Una revisione costituzionale ampia, come quella di cui si discute, fatta da un parlamento la cui composizione è stata dichiarata incostituzionale, avrebbe dovuto richiedere un confronto ampio per trovare un consenso almeno superiore ai due terzi dei voti. Non per evitare il referendum confermativo, poiché una delle norme da cambiare era proprio quello che lo escludeva. Il patto del Nazzareno non bastava. In ogni caso è nella discussione pubblica che si assumono gli impegni e non in segrete stanze e senza un testo scritto. Ora i nodi stanno giungendo al pettine e chi vuole la riforma ad ogni costo non può contare, per ragioni di dignità politica, su profughi o transfughi per ottenere una risicata maggioranza.

L’accordo sul superamento del bicameralismo paritario è vasto e quindi la revisione, non chiamiamola riforma per rispetto di questa parola, poteva procedere spedita. Sulla linearità e trasparenza del processo di revisione costituzionale e della parallela nuova legge elettorale avrebbero dovuto vigilare il presidente della Repubblica e la presidenza delle due camere. Così non è stato, anzi si sono commessi strappi regolamentari, comunque, politicamente sbagliati. Ora siamo in zona Cesarini e le posizioni sono chiare, nel senso, che le decisioni sono politiche e non di natura regolamentare, grazie anche ad un illustre precedente del 1993, quando la camera era presieduta da Giorgio Napolitano e il senato da Giovanni Spadolini, relativo a una norma costituzionale delicata come l’articolo 68.
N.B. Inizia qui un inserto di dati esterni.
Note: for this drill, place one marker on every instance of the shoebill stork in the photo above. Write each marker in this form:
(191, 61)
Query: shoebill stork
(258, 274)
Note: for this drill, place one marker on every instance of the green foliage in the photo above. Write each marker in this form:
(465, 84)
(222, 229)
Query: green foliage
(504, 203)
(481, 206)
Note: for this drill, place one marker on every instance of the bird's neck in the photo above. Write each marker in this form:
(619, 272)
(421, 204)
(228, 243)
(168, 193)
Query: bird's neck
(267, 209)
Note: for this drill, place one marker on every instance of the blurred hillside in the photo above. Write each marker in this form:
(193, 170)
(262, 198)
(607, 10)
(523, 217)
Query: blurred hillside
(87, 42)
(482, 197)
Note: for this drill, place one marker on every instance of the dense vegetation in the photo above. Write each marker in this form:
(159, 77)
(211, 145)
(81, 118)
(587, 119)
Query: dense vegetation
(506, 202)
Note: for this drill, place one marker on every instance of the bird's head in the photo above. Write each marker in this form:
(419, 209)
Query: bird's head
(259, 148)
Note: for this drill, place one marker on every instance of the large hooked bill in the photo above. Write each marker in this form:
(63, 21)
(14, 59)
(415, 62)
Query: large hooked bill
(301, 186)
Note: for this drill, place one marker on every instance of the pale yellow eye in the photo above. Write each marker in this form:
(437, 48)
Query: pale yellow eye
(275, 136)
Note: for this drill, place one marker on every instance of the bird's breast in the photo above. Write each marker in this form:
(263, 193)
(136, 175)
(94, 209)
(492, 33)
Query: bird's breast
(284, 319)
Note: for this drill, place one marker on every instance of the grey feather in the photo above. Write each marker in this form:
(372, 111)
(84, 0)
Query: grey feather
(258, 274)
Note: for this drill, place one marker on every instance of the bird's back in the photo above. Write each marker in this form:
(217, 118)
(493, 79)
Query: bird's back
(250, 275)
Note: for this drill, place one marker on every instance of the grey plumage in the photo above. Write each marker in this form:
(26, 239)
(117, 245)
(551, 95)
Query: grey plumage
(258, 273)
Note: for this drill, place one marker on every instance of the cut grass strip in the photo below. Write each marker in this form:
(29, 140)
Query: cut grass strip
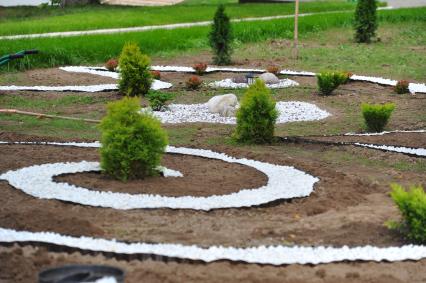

Alcuni squilibri sono difficili, ma non impossibili, da eliminare come lo squilibrio numerico tra Camera e Senato, 630 vs 100. Quello che non va è l’ambiguità senza precedenti della natura del senato, inammissibile in un paese che storicamente in un senato – quello romano – ha avuto un organo collegiale di esercizio e controllo del potere. Così come configurato il senato non è l’espressione tipica degli Stati federali, né nella forma dell’elezione diretta in numero uguale da parte della popolazione dei soggetti federati (Stati uniti, Confederazione Elvetica), né di rappresentanza degli esecutivi dei soggetti federati (Bundesrat tedesco ), men che meno un corpo legislativo rappresentativo del sistema delle autonomie (senato francese).

Nell’ottica di un senato delle autonomie, nessuno è stato in grado di spiegare per quale ragione gli unici soggetti esclusi a priori saranno i sindaci metropolitani che si facessero eleggere direttamente dai cittadini. Non è un caso che nell’ultima tornata amministrativa alcuni consiglieri regionali si siano fatti eleggere sindaci di comuni sotto i 5mila abitanti, e perciò compatibili. Un sindaco di Milano non potrebbe andare in senato nemmeno un giorno alla settimana, mentre quello di Roccacannuccia o di Borgo San Giovanni (paese di cui sono stato sindaco nel 1983-88) sì.
Si dimentica inoltre, che i consiglieri regionali sono e saranno eletti con leggi maggioritarie con premi di maggioranza che variano da un 55% ad un 61% e con soglie di acceso che raggiungono anche il 10%. Non rappresentano quindi la popolazione della loro regione, e nemmeno i governi regionali, perché tra i senatori ci saranno, non è chiaro se in proporzione ai voti o ai seggi, anche consiglieri di minoranza. In un tale contesto non potrà essere abolita la conferenza Stato-Regioni. Occorre allora chiarirsi sulla natura e sulla funzione della seconda camera, la proposta di un listino di consiglieri da far votate dagli elettori, anche se non bloccato, non è una mediazione seria. È una pezza peggiore del buco.